Muara Teweh (ANTARA) - Bupati Barito Utara, Kalimantan Tengah, Nadalsyah memimpin rapat mediasi dalam rangka kompensasi antara perusahaan tambang batu bara PT Victor Dua Tiga Mega dengan warga masyarakat pemilik lahan di wilayah Kecamatan Lahei Barat.

Pertemuan mediasi itu didampingi Wakil Bupati Sugianto Panala Putra, Kapolres AKBP Dodo Hendro Kusuma, Dandim 1103 Muara Teweh Letkol Kav Rinaldi Irawan dan pejabat lainnya  serta pihak perusaahaan dan aparatur desa setempat di aula Setda Lantai I, Muara Teweh, Kamis.

Dalam rapat mediasi tersebut, manajemen PT Victor Dua Tiga Mega yang disampaikan Kepala Teknik Tambang VDTM Edi Yuswanto mengatakan bahwa permasalahan yang ada terkait kompensasi harga lahan di areal IUP dan IPPKH perusahaannya.

"Manajemen kita sudah memberikan harga kepada para pemilik lahan. Dan juga sudah melakukan musyawarah dengan pihak desa dan kecamatan, namun tidak menemukan hasil terkait dengan konpensasi lahan," katanya. 

Kades Luwe Hulu Arisandi dan Jangkang Baru menyampaikan permintaan maaf bahwa pemilik lahan dari desanya tidak dapat berhadir langsung, nantinya keputusan rapat mediasi ini akan disampaikan kepada pemilik lahan. 

"Undangan rapat mediasi sudah kami sampaikan kepada warga pemilik lahan, namun mereka tidak hadir, dan mereka menyampaikan agar Kepala Desa yang mewakili," kata Kades Luwe Hulu Arisandi.

Kapolres Barito Utara AKBP Dodo Hendro Kusuma menyampaikan bahwa ada peraturan yang berlaku terkait permasalahan yang sedang dihadapi saat ini antara PT VDTM dan warga masyarakat pemilik lahan di Kecamatan Lahei Barat.

"Ada aturan yang berlaku dalam kompensasi lahan, sesuai dengan legalitas PT VDTM memiliki izin dari pusat, artinya pemerintah mengizinkan PT VDTM melakukan penambangan, namun selain melakukan penambangan. Kami juga mengimbau apa yang kami sampaikan ini bisa disampaikan kepada masyarakat," kata Kapolres.

Sementara Dandim 1013 Muara Teweh Letkol Kav Rinaldi Irawan menyarankan kepada perusahaan untuk dapat menjalin komunikasi yang baik dengan masyarakat dan pihak terkait lainnya. 

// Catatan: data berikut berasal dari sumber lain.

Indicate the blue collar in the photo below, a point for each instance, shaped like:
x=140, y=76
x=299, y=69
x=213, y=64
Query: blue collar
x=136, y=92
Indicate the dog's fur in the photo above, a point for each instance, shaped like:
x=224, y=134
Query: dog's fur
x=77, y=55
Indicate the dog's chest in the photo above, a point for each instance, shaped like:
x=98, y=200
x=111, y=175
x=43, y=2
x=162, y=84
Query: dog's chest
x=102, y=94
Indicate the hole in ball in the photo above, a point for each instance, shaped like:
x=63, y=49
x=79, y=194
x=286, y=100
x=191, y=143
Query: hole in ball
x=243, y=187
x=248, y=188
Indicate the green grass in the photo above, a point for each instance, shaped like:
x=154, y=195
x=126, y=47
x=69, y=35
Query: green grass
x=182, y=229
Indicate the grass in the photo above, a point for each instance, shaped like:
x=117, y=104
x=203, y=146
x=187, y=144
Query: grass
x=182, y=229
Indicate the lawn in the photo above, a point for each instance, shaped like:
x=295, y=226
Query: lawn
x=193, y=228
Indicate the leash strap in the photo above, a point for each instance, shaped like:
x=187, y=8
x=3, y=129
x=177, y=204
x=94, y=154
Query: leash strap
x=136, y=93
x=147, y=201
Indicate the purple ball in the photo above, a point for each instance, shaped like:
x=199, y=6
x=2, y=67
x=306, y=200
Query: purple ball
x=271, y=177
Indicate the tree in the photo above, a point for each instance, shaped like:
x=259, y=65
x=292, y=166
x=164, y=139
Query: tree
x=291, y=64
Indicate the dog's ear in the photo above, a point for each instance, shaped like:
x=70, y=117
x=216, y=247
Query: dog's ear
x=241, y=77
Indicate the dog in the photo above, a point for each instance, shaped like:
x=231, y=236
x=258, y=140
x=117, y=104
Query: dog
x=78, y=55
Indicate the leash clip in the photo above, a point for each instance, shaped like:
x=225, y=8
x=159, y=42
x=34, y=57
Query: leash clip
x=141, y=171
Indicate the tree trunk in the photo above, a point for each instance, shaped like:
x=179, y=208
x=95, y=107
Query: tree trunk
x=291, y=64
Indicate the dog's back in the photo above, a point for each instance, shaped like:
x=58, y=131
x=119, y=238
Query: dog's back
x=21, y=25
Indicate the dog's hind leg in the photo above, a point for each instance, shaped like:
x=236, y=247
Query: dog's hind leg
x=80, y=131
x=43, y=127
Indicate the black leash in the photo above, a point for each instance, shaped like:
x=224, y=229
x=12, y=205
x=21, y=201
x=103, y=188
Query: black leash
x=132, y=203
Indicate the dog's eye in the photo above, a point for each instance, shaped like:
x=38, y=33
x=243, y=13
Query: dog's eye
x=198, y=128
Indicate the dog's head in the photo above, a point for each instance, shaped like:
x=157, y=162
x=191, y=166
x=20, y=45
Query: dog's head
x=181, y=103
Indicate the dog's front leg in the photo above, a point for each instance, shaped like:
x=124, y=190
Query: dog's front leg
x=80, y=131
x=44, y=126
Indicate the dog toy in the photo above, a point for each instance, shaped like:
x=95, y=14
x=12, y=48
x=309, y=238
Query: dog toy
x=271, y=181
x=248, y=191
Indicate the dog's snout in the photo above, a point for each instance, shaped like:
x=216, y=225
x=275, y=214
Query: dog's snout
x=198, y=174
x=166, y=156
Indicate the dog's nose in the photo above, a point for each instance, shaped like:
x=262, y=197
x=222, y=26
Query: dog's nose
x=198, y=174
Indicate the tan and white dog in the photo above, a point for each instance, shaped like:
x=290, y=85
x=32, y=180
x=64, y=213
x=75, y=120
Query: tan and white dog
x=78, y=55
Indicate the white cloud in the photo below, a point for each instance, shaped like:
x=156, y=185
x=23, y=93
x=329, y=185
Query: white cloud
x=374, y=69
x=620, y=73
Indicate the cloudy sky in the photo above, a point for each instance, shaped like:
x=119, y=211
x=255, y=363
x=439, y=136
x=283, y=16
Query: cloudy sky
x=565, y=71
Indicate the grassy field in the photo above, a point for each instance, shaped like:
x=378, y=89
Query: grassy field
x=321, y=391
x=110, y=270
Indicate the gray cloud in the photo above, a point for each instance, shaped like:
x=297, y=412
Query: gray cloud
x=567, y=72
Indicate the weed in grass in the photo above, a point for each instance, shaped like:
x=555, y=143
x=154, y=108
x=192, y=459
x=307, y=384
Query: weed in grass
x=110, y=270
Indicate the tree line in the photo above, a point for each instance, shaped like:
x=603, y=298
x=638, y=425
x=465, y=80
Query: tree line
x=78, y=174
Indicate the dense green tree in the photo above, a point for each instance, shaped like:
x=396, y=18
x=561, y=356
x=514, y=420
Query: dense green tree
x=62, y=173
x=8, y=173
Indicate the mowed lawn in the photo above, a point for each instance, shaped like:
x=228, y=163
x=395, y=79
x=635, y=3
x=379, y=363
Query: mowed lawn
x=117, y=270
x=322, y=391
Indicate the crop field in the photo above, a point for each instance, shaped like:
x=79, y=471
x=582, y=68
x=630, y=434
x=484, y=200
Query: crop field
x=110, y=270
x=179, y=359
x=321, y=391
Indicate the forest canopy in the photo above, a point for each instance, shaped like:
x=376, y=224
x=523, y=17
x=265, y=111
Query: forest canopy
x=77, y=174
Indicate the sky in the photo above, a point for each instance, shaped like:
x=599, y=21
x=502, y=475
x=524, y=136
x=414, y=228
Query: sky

"Kita harapkan agar semua pihak untuk melakukan komunikasi yang baik agar permasalahan ini bisa clear," kata Dandim Rinaldi.

Bupati Nadalsyah menyampaikan bahwa tujuan mediasi agar menghasilkan keputusan terbaik. 

"Mediasi ini tidak merugikan masyarakat dan perusahaan, sehingga iklim berinvestasi di Kabupaten Barito Utara baik," kata dia.

Bupati yang akrab dengan panggilan H Koyem ini juga melihat bahwa tidak ada pemilik lahan, sehingga mewakili masyarakat dalam bernegosiasi dengan perusahaan. 

"Izinkan saya mewakili masyarakat dalam bernegosiasi harga dengan perusahaan, meskipun ini bukan keputusan," ucap Koyem.

Dia juga menyarankan kepada Kepala Desa untuk memberikan pemahaman kepada masyarakat desanya. 

"Jangan sampai permasalahan ini menjadi permasalahan hukum," katanya.

Koyem menegaskan bahwa pemerintah daerah menjaga iklim berinvestasi dengan baik dan menjaga hak masyarakat dengan sebaik-baiknya. 

"Pemkab Barito Utara menjaga iklim investasi di daerah ini agar tetap baik dan berjalan serta juga menjaga hak-hak masyarakat sekitar lokasi tambang," ujar dia.